How studying clouds can improve climate models
Associated researcher Kara Lamb grew up reading his father’s American Scientist magazines. She absorbed everything she could about quantum physics and for a time thought she would study it for the rest of her career. But in 2008, after Lamb completed his master’s degree on the subject, the urgency of the climate crisis loomed ever larger. The Intergovernmental Panel on Climate Change has just published its fourth assessment report, and the questions it raised about Earth’s systems were as complex as they were motivating, enough for Lamb to choose to redirect his doctorate and subsequent work to atmospheric science. Now at Columbia Engineering, Lamb is studying how machine learning methods can be used to better understand the microphysics of cirrus clouds.
Cirrus clouds form higher in the atmosphere than almost any other type of cloud, tens of thousands of feet above the ground. They form when water vapor is pushed into the stratosphere by rising warm, dry air, and then freezes due to low temperatures. The results are thin, feathery clouds made up of thousands to millions of ice crystals. These ice crystals – and their many different structures, shapes and sizes – influence the way cirrus clouds both reflect incoming sunlight and trap outgoing heat from Earth, also known as the radiative cloud effect.
Lamb is one of the first people to use machine learning to study the shape of ice crystals in cirrus clouds. By doing so, she hopes to shed light on how scientists account for clouds in climate models.
“Even though it seems like a small chunk, when you look at the sensitivity of climate models to cloud feedback, there’s quite a large spread across the climate models,” Lamb said.
machine learning could help remove this uncertainty by processing and generalizing new insights from vast expanses of ice crystal data at unprecedented speed. Traditionally, atmospheric scientists have had to come up with a set of mathematical equations, based on physical principles, to describe how a system – in this case, a cloud – works. This process can be slow, as scientists must iteratively compare models to observations and then adjust model parameters to improve performance. In contrast, machine learning can be used to learn directly from data; these algorithms build models by “training” on observations.
Pattern recognition is one of the many ways machine learning can integrate with cloud microphysics research. While previous research applying machine learning to ice crystal observations focused on classifying images based on the shape of ice crystals, Lamb plans to take it a step further and learn something about the process of ice growth directly from the images, using state-of-the-art technologies. methods developed by the machine learning scientific community. Now three months into the three-year project, Lamb is testing algorithms.

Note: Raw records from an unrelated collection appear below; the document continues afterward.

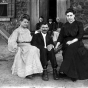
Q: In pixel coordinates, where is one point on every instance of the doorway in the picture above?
(52, 9)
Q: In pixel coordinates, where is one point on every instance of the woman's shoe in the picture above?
(73, 79)
(29, 77)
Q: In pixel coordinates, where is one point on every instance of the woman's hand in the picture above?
(49, 47)
(69, 42)
(58, 43)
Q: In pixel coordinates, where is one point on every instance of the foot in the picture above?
(73, 79)
(55, 75)
(45, 75)
(29, 77)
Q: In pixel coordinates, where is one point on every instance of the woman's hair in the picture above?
(70, 10)
(24, 16)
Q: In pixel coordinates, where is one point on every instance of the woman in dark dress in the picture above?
(75, 55)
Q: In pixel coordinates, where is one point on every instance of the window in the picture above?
(7, 8)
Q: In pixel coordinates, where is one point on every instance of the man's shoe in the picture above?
(62, 75)
(55, 75)
(74, 79)
(45, 75)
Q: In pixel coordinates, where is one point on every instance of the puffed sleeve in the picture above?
(12, 41)
(61, 35)
(80, 30)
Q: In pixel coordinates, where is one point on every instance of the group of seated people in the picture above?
(54, 27)
(34, 52)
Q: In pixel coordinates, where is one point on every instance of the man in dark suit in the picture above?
(44, 42)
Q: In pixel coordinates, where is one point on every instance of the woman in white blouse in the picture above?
(27, 58)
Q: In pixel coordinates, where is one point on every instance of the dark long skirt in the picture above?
(75, 61)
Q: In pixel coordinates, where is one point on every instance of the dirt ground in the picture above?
(7, 80)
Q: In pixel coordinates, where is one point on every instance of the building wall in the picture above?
(81, 8)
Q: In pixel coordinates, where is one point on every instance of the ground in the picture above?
(7, 80)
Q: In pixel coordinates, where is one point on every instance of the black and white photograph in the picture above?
(43, 43)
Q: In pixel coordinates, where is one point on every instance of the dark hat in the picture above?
(70, 10)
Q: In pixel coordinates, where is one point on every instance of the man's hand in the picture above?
(49, 47)
(72, 41)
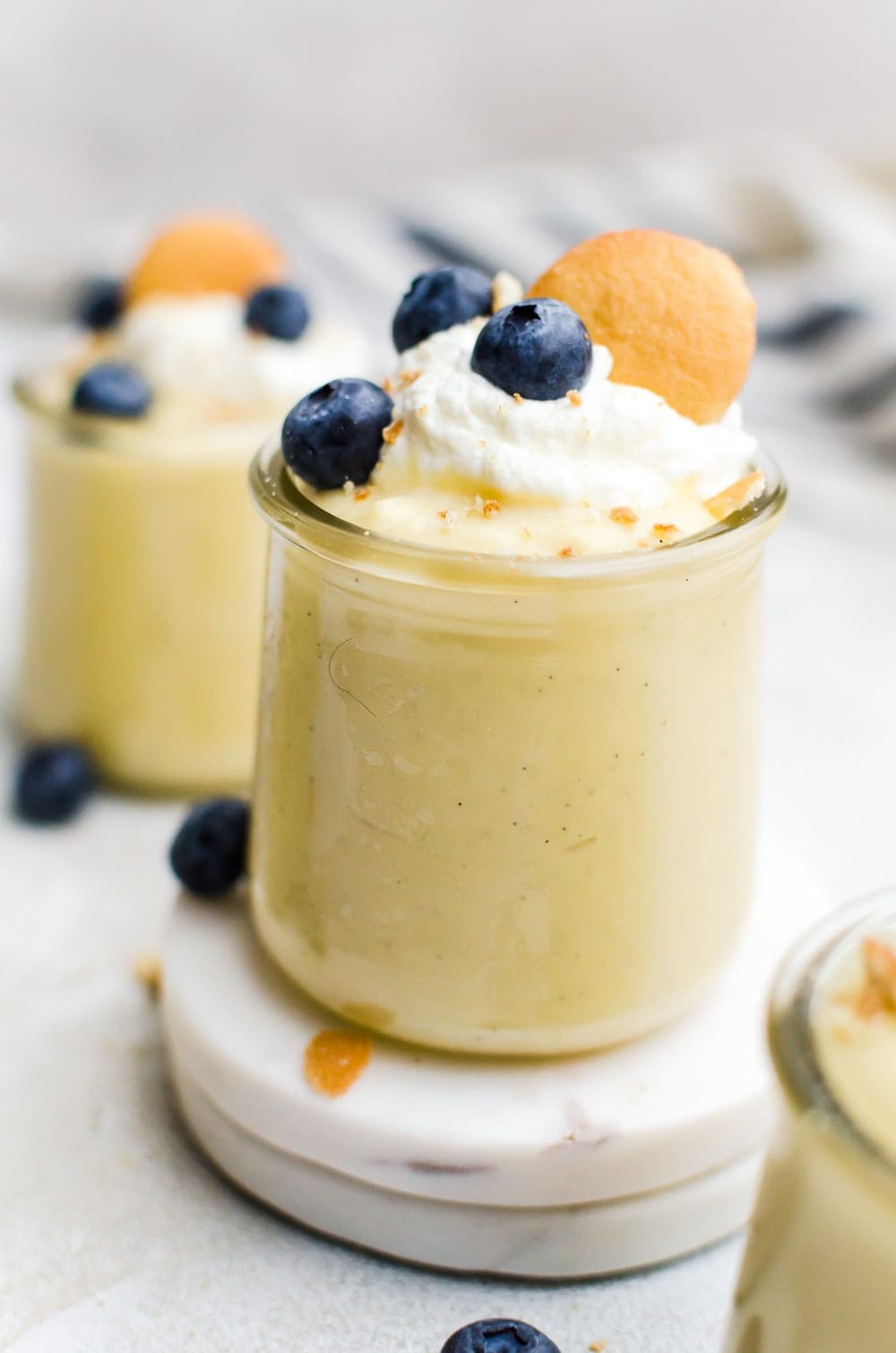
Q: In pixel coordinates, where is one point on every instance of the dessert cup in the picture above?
(143, 596)
(505, 804)
(822, 1254)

Once the model is trained, Lamb estimates she will provide him with some 12 million different images for this project alone.

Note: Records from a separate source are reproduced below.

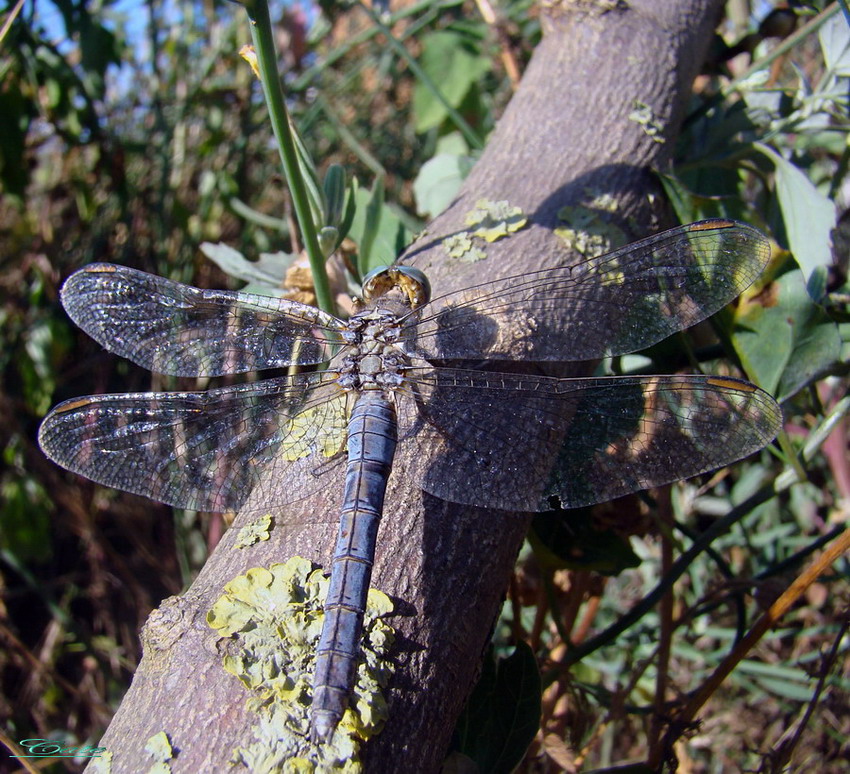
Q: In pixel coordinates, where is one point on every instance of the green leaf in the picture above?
(834, 38)
(451, 62)
(376, 228)
(785, 341)
(438, 182)
(808, 215)
(502, 715)
(334, 186)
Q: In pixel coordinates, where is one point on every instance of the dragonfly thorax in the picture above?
(373, 360)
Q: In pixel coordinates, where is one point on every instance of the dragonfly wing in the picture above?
(613, 304)
(205, 450)
(513, 442)
(176, 329)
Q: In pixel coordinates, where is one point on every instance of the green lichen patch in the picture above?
(463, 248)
(644, 115)
(494, 220)
(254, 532)
(102, 764)
(273, 617)
(587, 231)
(159, 748)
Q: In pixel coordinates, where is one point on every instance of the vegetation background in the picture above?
(133, 132)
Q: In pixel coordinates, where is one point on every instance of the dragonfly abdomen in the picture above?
(372, 437)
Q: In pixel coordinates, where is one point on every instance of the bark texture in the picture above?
(566, 138)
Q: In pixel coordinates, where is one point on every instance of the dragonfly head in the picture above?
(412, 283)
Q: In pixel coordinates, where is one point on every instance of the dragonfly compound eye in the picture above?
(411, 282)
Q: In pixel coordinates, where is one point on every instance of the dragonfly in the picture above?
(414, 383)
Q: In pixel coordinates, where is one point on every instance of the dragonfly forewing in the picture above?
(613, 304)
(208, 450)
(171, 328)
(514, 442)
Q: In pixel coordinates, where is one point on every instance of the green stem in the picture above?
(782, 48)
(261, 33)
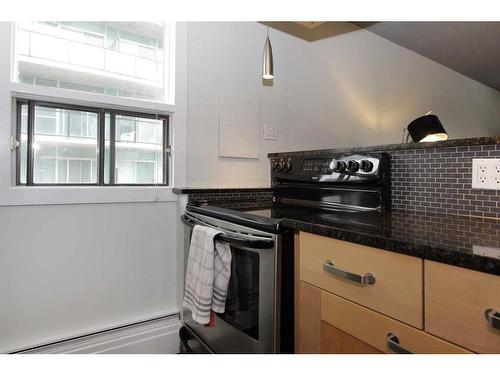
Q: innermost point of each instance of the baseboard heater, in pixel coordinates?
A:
(152, 336)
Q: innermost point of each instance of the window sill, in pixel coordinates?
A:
(48, 195)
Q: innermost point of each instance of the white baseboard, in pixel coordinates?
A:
(158, 336)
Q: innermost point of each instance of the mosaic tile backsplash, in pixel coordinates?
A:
(439, 180)
(231, 195)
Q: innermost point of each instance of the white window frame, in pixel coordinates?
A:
(174, 106)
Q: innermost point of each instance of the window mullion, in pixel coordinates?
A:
(112, 139)
(102, 144)
(30, 144)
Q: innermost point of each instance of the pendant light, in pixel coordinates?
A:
(267, 59)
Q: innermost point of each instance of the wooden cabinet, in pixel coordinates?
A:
(379, 331)
(335, 313)
(456, 301)
(334, 325)
(397, 288)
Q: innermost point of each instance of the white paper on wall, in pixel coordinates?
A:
(239, 135)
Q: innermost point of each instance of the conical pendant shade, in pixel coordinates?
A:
(267, 60)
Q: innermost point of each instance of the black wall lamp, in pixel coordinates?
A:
(426, 128)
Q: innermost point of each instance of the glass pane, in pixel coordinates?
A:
(65, 148)
(138, 150)
(23, 150)
(92, 56)
(107, 160)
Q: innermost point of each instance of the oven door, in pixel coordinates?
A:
(249, 323)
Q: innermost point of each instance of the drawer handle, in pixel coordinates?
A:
(365, 279)
(493, 318)
(393, 344)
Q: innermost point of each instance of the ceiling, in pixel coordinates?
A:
(470, 48)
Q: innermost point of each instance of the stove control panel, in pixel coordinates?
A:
(331, 167)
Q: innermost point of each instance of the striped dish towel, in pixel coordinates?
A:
(207, 274)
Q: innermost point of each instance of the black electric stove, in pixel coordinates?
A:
(349, 191)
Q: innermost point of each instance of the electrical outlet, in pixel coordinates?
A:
(486, 174)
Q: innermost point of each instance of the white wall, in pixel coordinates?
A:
(67, 270)
(74, 260)
(348, 90)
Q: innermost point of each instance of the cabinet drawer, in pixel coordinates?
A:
(397, 288)
(374, 329)
(455, 303)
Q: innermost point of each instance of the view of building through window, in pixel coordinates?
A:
(114, 58)
(66, 147)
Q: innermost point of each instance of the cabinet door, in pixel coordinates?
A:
(336, 341)
(378, 331)
(316, 336)
(457, 303)
(397, 286)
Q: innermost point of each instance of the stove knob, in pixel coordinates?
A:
(366, 166)
(352, 166)
(340, 166)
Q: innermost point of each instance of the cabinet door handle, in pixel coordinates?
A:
(365, 279)
(393, 344)
(493, 318)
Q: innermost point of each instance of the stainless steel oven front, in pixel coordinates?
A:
(250, 323)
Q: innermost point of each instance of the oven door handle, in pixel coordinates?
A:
(239, 240)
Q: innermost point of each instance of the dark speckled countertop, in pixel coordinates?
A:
(468, 242)
(398, 146)
(463, 241)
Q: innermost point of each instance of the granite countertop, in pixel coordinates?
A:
(463, 241)
(196, 190)
(397, 146)
(468, 242)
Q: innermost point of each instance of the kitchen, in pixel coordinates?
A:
(102, 268)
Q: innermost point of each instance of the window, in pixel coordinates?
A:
(126, 59)
(68, 145)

“Each data source gives us a different little part of the picture,” Lamb said. “This is where we want to use machine learning methods as well as statistics to try to figure out how to put all this information together.”

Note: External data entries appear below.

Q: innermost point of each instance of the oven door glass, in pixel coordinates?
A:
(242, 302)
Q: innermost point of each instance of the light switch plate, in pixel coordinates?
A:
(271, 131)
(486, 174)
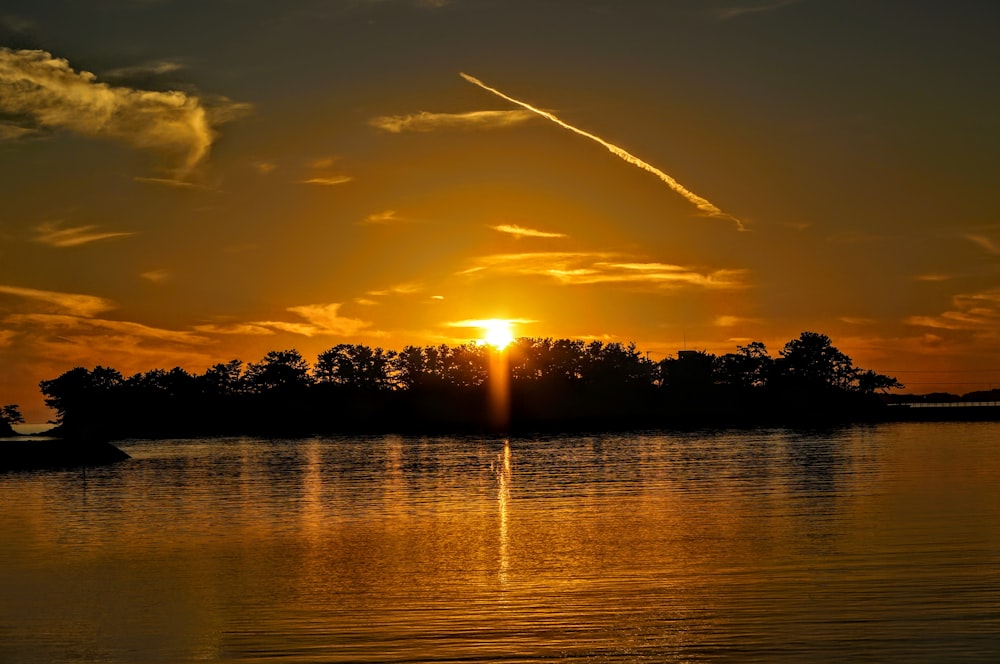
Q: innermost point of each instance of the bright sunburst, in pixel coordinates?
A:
(497, 333)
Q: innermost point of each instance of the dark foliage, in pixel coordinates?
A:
(555, 384)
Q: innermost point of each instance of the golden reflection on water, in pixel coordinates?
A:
(752, 547)
(504, 473)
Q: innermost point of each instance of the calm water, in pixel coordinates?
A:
(863, 544)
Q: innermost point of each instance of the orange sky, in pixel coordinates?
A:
(185, 183)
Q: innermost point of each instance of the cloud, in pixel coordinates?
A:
(156, 276)
(425, 122)
(329, 181)
(702, 204)
(71, 303)
(250, 329)
(587, 268)
(128, 329)
(488, 322)
(321, 319)
(10, 132)
(729, 13)
(977, 312)
(385, 217)
(398, 289)
(519, 231)
(52, 234)
(986, 243)
(325, 319)
(145, 70)
(44, 93)
(733, 321)
(176, 184)
(857, 320)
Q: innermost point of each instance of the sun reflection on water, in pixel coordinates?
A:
(502, 467)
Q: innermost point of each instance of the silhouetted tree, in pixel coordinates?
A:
(747, 368)
(9, 415)
(84, 400)
(813, 362)
(282, 371)
(869, 382)
(223, 379)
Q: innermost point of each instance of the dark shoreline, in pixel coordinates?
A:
(56, 453)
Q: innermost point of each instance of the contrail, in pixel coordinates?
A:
(702, 204)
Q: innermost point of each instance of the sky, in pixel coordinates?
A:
(185, 182)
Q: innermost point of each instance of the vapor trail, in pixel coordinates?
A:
(702, 204)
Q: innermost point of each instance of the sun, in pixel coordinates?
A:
(497, 333)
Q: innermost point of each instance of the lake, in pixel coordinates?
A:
(862, 544)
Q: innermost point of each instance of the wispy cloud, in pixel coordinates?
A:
(156, 276)
(985, 242)
(384, 217)
(135, 331)
(75, 304)
(976, 312)
(325, 319)
(424, 121)
(248, 329)
(43, 92)
(173, 183)
(702, 204)
(488, 322)
(12, 132)
(54, 235)
(733, 321)
(328, 181)
(729, 13)
(398, 289)
(320, 320)
(857, 320)
(587, 268)
(145, 70)
(520, 231)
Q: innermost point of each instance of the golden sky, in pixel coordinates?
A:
(184, 183)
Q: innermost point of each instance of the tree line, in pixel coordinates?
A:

Most of the data Lamb uses comes from collaboration with other universities. For instance, Kara Sulia at the University of Albany compiled ice crystal observations from various aircraft measurement campaigns into a massive database. At Pennsylvania State University, Jerry Harington captured high-resolution images of ice crystals using a balloon instrument to collect and then freeze samples in liquid nitrogen. Other datasets come from large-scale “cloud chamber” experiments where cloud formation is simulated in a laboratory, allowing scientists to systematically study cirrus formation while testing different cloud conditions. aerosols, temperatures and pressures. Lamb uses cloud chamber data from his previous research at the University of Chicago, done in collaboration with researchers at the Karlsruhe Institute of Technology in Germany.
And yet, despite what all of this data shows, most climate models – including those used for the reports of the Intergovernmental Panel on Climate Change – make a basic assumption that ice crystals are spheres. That’s partly because the models are so large-scale that they have to rely on simplified, “computationally efficient” ways to represent complex processes, Lamb explained.
“The model should be something you can run in a fast enough time frame to get a response,” she said.
Applying machine learning could help minimize some of this tension between accuracy and efficiency. As Lamb makes progress in using machine learning to analyze ice crystal data, she is simultaneously collaborating with Marcus van Lier-Walqui at the Columbia Climate School Climate Systems Research Center and colleagues at the National Center for Atmospheric Research on another project focused on how to apply this kind of new knowledge to the Community Earth System Model. The project is in partnership with the Earth Learning Center with Artificial Intelligence and Physics (LEAP) and is the perfect complement to Lamb’s deeper investigation of cirrus clouds.
“If we want to understand the significance of the radiative effects of these clouds, we need to more accurately represent the shapes of their ice crystals in climate modelling,” Lamb said. “That’s one of the biggest uncertainties to resolve.”
Fortunately, the work of Lamb and his colleagues offers a promising start.